3.2. Understanding sampling distributions
Reasoning about sampling distributions requires students to integrate several
statistical concepts and to be able to reason about the hypothetical behaviour of many
samples an intangible thought process for many students (Chance, Delmas & Garfield,
2004). According to these authors, many students fail to develop a deep understanding of
the sampling distribution concept and as a result can only manage a mechanical knowledge
of statistical inference, leaving such tasks as interpreting a p-value well beyond those
students.
Saldahna and Thompson (2002) studied the understandings of high school students
when engaged in activities that used computer applets to simulate repeated random
sampling from a population. The activity required students to randomly draw a sample from
a population, compute a sample proportion and then repeat this process over and over. They
found that most students had extreme difficulty in conceiving of repeated sampling in terms
of three distinct levels: population, sample, collection of sample statistics. These difficulties
led many students to misinterpret a simulation’s result as a percentage of people rather than
a percentage of sample proportions.
Chance et al. (2004) found that while students were able to observe behaviours and
notice patterns in the behaviour (e.g. larger the sample size smaller the variation) shown by
random sampling applets, they did not understand why the behaviour occurred. The authors
noted that, after exposure to applets, students were unable to suggest plausible distributions
of samples for a given sample size and agreed with Saldahna and Thompson that students
did not have a clear distinction between the distribution of one sample of data and the
distribution of means of samples. Simply being exposed to the applets was not sufficient to
render a learning gain. The authors concluded that: (a) students need to become more
7
familiar with the process of sampling, (b) activities associated with applets need to be both
structured and unstructured, and (c) students need to discuss their observations after an
activity so they could become focussed on what observations are most important, what
important observations they did not make and how the important observations are
connected.
3.3. Understanding the null and alternative hypotheses
Errors and misinterpretations in hypothesis tests can lead to a paradoxical situation,
where, on one hand, a significant result is often required to get a paper published in many
journals and, on the other hand, significant results are misinterpreted in these publications
(Falk & Greenbaum, 1995). There is confusion between the roles of the null and alternative
hypotheses as well as between the statistical alternative hypothesis and the research
hypothesis (Chow, 1996). Vallecillos (1994) reported that many students in her research,
including 6 out of 31 pre-service mathematics teachers, believed that correctly carrying out
a test proved the truth of the null hypothesis, as in the case of a deductive procedure.

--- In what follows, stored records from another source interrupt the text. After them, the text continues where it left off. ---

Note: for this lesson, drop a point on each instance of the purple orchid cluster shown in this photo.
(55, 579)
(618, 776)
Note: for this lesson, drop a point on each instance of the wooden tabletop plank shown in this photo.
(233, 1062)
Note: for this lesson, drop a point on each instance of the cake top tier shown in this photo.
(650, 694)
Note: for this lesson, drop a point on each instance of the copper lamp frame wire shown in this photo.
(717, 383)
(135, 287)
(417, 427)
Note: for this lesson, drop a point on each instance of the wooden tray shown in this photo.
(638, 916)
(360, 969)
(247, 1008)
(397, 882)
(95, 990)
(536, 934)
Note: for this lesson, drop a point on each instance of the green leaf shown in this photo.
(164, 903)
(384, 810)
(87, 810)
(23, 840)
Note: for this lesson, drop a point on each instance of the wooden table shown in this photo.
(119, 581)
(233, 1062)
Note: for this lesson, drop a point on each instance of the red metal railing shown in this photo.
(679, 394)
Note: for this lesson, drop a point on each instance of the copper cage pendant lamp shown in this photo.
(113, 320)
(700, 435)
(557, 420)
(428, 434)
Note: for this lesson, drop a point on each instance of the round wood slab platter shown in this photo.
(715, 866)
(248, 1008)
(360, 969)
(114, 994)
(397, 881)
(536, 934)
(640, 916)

Vallecillos (1999) described four different conceptions regarding the type of proof that
hypotheses tests provide: (a) as a decision-making rule, (b) as a procedure for obtaining
empirical support for the hypothesis being researched, (c) as a probabilistic proof of the
hypotheses, and (d) as a mathematical proof of the truth of the hypothesis. While the two
first conceptions are correct, many students in her research, including some pre-service
teachers, held either conception (c) or (d).

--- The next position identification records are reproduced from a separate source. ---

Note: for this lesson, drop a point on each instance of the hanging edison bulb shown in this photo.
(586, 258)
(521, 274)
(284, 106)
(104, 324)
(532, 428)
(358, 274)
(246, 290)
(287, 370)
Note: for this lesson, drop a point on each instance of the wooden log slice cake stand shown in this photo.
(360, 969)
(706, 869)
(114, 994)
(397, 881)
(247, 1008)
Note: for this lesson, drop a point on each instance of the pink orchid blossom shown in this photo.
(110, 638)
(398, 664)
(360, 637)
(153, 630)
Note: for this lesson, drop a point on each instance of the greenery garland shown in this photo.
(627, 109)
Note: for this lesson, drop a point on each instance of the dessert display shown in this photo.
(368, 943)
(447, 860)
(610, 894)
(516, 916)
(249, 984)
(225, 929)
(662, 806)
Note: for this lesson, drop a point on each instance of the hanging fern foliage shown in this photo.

Belief that rejecting a null hypothesis means that one has proven it to be wrong was
also found in the research by Lui and Thompson (2009) when interviewing 8 high school
statistics teachers, who seemed not to understand the purpose of statistical tests as
mechanisms to carry out statistical inferences.
3.4. Understanding statistical significance and p-values
Two particularly misunderstood concepts are the significance level and the p-value.
The significance level is defined as the probability of falsely rejecting a null hypothesis.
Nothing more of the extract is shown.